Enter our anchor mission.  By targeting our investments, hiring, and purchasing practices, we can create more jobs, more and better housing, grow businesses, and stimulate development. This will give individuals greater control over their lives and lead to better health.

Our numbers so far are impressive.  This past year we hired 21 people from the most vulnerable neighborhoods of Worcester.  We have set a goal of 30 for this coming year.  We have invested over $3 million in six projects across central Massachusetts.  One project establishes an innovative “tiny home” village for the chronically homeless, whereby individuals can have their autonomy while also building community connections and support.  Another project creates an arts and affordable housing community in Fitchburg, right across from the art museum, where immigrants and others can nurture and display their unrealized artistic talents.  It turns out that art helps to revitalize communities.  And we have pledged to triple our purchases from minority and women-owned businesses over the next five years.

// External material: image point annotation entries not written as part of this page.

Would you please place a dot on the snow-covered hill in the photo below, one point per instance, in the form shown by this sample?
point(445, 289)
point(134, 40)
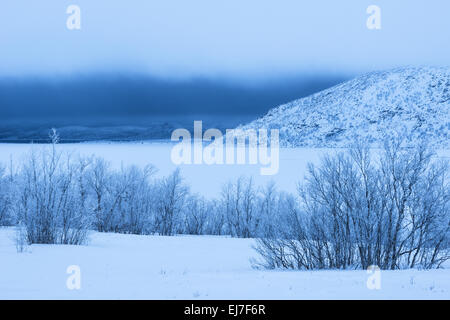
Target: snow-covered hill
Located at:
point(413, 101)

This work will do much for our community.  But it may do even more for us.  It has unleashed a torrent of interest among our employees to get involved to help.  Over 500 of our employees – the very same individuals who have worked around the clock to save the lives of COVID patients – have volunteered this past year to help support the community in many of these efforts.  Some have called this work the most meaningful of their career.

Meet the Author

Douglas S. Brown

Chief administrative officer, UMass Memorial Health
The COVID-19 pandemic has exposed, with great brutality, the woeful underfunding of our public health infrastructure. Over the past 18 months, hospitals in communities across America stepped in to fill that void. Hospitals cannot bear this responsibility alone. But we can build upon the community connections we developed during COVID and continue to lead. By pursuing an anchor mission, hospitals can inspire and engage other like-minded institutions, for-profit and non-profit alike, to use their resources for the greater good.  Doing so will improve the health of everyone.

Douglas S. Brown is chief administrative officer at UMass Memorial Health and a member of the board of the American Hospital Association.